Free-space quantum communication using satellites and drones aims to overcome this limitation related to physical infrastructure while facilitating long-distance quantum communication. Other than China, the European Union has emerged as a player in this field, with a quantum communication satellite launch planned for 2024 as part of the broader EuroQCI initiative to build a regional infrastructure for quantum communication. Singapore-based startup SpeQtral is also aiming to launch a quantum communication satellite in 2024, the first by a private company.

However, free-space quantum communication infrastructure is vulnerable to denial-of-service (DoS) attacks, which pose a significant challenge due to the ease with which such attacks can be carried out. One type of DoS attack involves using a laser to “dazzle” a receiver for quantum communication, overwhelming it in the same way that jamming would for a radio receiver. If a malign actor can trace the position of a quantum communication satellite, a successful DoS attack can be executed with a relatively low-powered laser.

Both terrestrial and free-space quantum communication are also vulnerable when the density of the network is low and the options for rerouting network traffic are either costly or infeasible. In such a scenario, a DoS attack targeting a single element of a network can have an outsized impact, potentially causing a significant reduction in functionality. This would be untenable if the network infrastructure is supporting time-sensitive operations or critical decision-making processes. DoS attacks involving dazzling would also be difficult to attribute, which makes it harder to respond effectively to them. Without clear identification of the responsible party, retaliatory or deterrent measures become riskier, which potentially leaves the targeted quantum communication network vulnerable to further attacks.

Countermeasures

Assessing risks and vulnerabilities is an important first step. The vulnerability of a quantum communication receiver to DoS attacks hinges on its specific design, so it is critical to gauge this experimentally during the security certification process and develop mitigation measures. Such measures often focus on hardening the security of the quantum communication receiver, but they are not a silver bullet. A more advanced mitigation measure would be to increase the density of the quantum communication network itself, thereby enabling rerouting of information. The alternative routes in the network can use classical communication secured with PQC to increase the overall resilience to DoS attacks tailored specifically for a quantum communication network.

To support a security certification process, countries will need to invest in infrastructure for testing and verification. As part of the EuroQCI initiative, the European Union called for a tender in July 2023 worth €16 million (~S$23.4 million) to develop such infrastructure. But it is not yet clear how this will be operationalised and whether there will be capabilities to also discover new vulnerabilities. How the certification process connects with the larger effort on standardisation for quantum communication will be critical to ensure interoperability. The International Standards Organisation (ISO) released standards for QKD security in August 2023, but the extent of their adoption is unclear.

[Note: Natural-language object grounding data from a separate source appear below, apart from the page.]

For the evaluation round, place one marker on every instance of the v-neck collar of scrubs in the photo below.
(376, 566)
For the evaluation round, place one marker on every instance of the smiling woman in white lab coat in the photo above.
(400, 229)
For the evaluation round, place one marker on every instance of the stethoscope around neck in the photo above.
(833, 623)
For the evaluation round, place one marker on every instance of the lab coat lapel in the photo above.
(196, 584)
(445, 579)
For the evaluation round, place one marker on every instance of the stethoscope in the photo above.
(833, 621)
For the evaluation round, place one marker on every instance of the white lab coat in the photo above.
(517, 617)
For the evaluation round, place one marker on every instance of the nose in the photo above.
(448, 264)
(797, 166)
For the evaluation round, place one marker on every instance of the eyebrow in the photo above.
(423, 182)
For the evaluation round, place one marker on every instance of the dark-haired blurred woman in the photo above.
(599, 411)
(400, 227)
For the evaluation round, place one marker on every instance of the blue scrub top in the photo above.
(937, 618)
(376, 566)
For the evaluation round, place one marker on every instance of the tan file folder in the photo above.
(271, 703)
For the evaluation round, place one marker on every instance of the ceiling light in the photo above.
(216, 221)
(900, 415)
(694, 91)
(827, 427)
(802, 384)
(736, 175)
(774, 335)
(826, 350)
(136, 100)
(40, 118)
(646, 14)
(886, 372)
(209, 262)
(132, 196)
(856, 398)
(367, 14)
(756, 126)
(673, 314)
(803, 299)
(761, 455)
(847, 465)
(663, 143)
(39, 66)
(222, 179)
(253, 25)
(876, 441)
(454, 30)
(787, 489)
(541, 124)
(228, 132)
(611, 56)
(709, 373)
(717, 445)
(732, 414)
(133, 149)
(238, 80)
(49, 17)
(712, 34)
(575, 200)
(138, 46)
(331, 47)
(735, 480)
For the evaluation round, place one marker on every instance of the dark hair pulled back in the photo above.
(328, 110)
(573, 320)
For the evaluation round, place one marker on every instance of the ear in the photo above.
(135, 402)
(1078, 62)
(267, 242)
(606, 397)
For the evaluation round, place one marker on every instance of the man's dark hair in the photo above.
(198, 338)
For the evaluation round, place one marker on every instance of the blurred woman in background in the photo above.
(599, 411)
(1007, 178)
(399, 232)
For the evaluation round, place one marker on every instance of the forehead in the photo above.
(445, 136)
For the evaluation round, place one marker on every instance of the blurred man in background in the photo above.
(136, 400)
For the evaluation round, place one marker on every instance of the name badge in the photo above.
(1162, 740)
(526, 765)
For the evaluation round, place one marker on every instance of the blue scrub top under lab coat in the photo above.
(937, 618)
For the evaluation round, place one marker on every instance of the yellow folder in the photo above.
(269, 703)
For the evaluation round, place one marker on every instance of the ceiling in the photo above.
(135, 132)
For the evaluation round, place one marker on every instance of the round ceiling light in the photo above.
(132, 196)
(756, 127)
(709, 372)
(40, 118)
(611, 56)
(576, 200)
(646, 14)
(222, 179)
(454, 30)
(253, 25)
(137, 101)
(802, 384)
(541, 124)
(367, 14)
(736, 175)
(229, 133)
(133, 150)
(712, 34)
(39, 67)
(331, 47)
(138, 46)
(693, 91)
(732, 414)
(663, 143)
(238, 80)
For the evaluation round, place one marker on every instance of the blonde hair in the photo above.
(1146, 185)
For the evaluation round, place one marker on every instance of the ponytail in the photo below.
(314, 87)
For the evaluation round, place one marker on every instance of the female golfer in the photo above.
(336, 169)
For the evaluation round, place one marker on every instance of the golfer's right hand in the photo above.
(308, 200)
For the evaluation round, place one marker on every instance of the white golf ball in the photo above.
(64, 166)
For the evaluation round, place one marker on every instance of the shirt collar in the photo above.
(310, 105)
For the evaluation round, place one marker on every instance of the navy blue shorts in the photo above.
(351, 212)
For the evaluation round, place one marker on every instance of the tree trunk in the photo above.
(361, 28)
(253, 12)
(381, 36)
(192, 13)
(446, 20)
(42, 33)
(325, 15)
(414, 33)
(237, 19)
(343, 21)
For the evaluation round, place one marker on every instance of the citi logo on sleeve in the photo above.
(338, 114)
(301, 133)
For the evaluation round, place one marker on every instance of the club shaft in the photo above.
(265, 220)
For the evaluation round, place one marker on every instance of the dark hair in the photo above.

The main takeaway for all countries considering the implementation of quantum communication networks is that they should proceed with caution, particularly where the technology is intended to be deployed to support critical functions, including in the military domain. Alongside investments in testing and verification, more attention will be needed for R&D to discover future vulnerabilities and potential mitigation measures. Nevertheless, as with traditional cybersecurity, humans remain the weakest link. “Unhackable” networks therefore remain a pipe dream, and countries should continue to be circumspect in their assessments of how secure their communication networks will be even as quantum communication is increasingly adopted.

Michal KRELINA is a research scientist at the Czech Technical University in Prague and a quantum security consultant at the European Union Agency for the Space Programme; Manoj HARJANI is a Research Fellow with the Military Transformations Programme at the S. Rajaratnam School of International Studies.